Of course, this principle of connection through vulnerability goes both ways: my community members also see me at my best, when I’m doing the things that I love. They get to see me when I’m singing and playing guitar, when I’m teaching, when I’m chatting with the tea ladies, when I’m cooing over the children next door to our office, when I’m fun and goofy and dancing around the kitchen. My housemates see the way I love them through acts of service, when I am baking cupcakes for their birthdays and forcing them to wear cardboard birthday crowns, when I am volunteering to clean the bathrooms, when I (very unsubtly) remind them to put their shoes out for St. Nicholas. They see me when my hair has curled and I’m confident and joyful, when I’m talking about the things I’m passionate about, when I am at my most generous and thoughtful.
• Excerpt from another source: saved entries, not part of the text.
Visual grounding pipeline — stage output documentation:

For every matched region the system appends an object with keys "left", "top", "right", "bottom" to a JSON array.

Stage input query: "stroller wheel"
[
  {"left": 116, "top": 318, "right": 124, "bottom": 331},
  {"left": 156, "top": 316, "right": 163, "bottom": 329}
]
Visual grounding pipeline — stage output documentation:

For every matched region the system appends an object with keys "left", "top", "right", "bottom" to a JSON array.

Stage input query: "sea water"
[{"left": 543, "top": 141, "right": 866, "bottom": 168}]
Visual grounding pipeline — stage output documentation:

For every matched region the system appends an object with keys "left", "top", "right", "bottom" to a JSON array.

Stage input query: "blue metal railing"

Andrew was not super excited about my gifting him a snail at Hook Head

I love living in community, especially with these talented, brilliant people. There is something powerfully beautiful about being able to pull a morning’s Mass music together in the few minutes before daily Mass begins, knowing enough about one another’s musical styles to be able to sing and play seamlessly. I will never get tired of the poignancy of being able to anticipate one another’s thoughts well enough to record a radio show of conversation with just an outline on the table in front of us. The inside jokes, the productivity of teamwork, the feeling of starting a musical theatre quote and having someone else in the house interject with the next few words, the support of having friends living with me, all of us in the same boat and with the same mission: these all form the strength of living in intentional community. The work we are doing here is the work of living well, of loving radically and of deciding how we want to live as Catholic adults in a world where choosing community intentionality can be countercultural.
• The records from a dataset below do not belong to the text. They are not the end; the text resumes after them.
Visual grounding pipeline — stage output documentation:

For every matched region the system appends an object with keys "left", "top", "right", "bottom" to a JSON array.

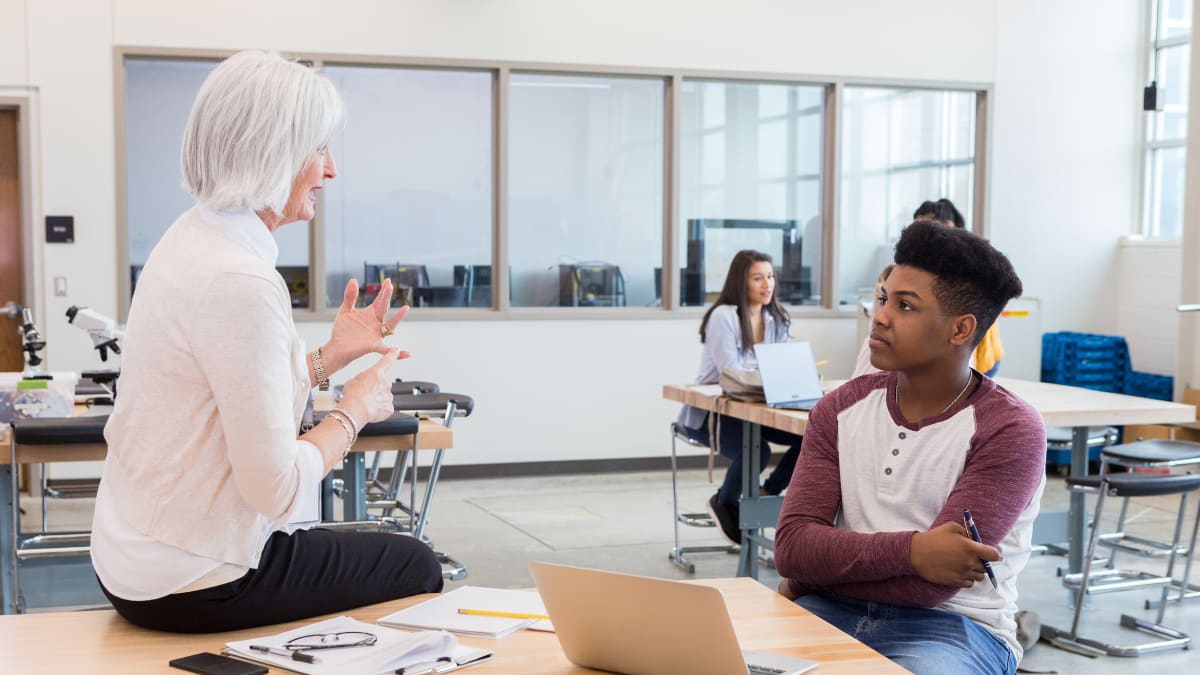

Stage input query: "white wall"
[
  {"left": 0, "top": 0, "right": 27, "bottom": 85},
  {"left": 1117, "top": 240, "right": 1182, "bottom": 376},
  {"left": 4, "top": 0, "right": 1155, "bottom": 472},
  {"left": 990, "top": 0, "right": 1142, "bottom": 336}
]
HoBWex on a hike at Kylemore Abbey
“Look we’re matching! … Again!”

Being a human is hard. It is messy and complicated, full of unclear emotions and imperfect reactions. It doesn’t always make sense. But this is what God chose for his own. God chose to become the most vulnerable version of the human person; He saw this messiness and complexity and decided to become Incarnate in it. As my favorite poet, Charles Péguy, writes, “It’s a miracle. A perpetual miracle, a miracle in advance, God made the first move, a mystery of all the mysteries, God took the initiative. You must have confidence in God, my child, he certainly has had confidence in us” (Portal of the Mystery of Hope). God threw himself into our arms, quite literally; with Mary’s “yes,” God accepted the messiness of the human condition and welcomed it into His redeeming embrace. God trusted us with his Incarnation, a trust that we are encouraged to imitate in community life. The four of us trust one another with our full selves; this radical vulnerability is the very source of authentic connection and is a glimpse into the unity we await as people of faith.